Published in Gaming

Microsoft spills the beans on Xbox GPU

by on19 August 2020


AMD RDNA 2 architecture

Software king of the world Microsoft has been on the Interwebs talking about the gubbins inside its new Xbox Series X, and what interested us was its GPU.

For those not in the know, the GPU in the Xbox Series X SoC is the most we have on the AMD RDNA 2 architecture and the Hot Chips presentation showed how it fits in the console SoC. Microsoft posted some slide porn for those who are into that sort of thing.  Firstly, there is a slide witha picture of the physical chip with various sub-components annotated and coloured. TSMC N7 enhanced fabricated SoC with 15.3 million transistors, AMD/Microsoft created 3.8GHz Zen 2 server class CPU cores (8C/16T), 52 CUs based upon the RDNA 2 architecture, 16GB of 14Gbps GDDR6 memory on a 320-bit bus providing 560GB/s, and various multimedia hardware accelerators.

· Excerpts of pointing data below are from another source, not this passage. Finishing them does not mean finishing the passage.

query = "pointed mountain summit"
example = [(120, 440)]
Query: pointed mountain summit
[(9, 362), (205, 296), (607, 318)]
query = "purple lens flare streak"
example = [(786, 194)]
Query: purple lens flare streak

The next slide shows the RDNA 2 GPU cores. The architecture uses 26 active dual CUs. It tells us that there is a 25 per cent improved perf/clock compared to last generation.

Below you can see a diagram showing that the new GPU cleans the previous generations clock in terms of memory and available bandwidth.

Microsoft explained about all the supporting graphics tech including Variable Rate Shading, Sampler Feedback Streaming, Hardware Custom Residency Map Filtering, and DirectX Ray Tracing Acceleration. Hexus says that the custom ray-box and ray-triangle accelerator units were capable of up to 380G/sec ray-box peak and 96G/sec ray-tri peak. That isn't all though; the Xbox Series X has other tricks available to developers thanks to its SoC design; ML inference acceleration for game character behaviour and resolution scaling, two virtualised command streams, and 32b HDR format for rendering, blending and display.

Microsoft uses the SMASH driver model which allows devs to hit the hardware and claims this is more efficient than the PC.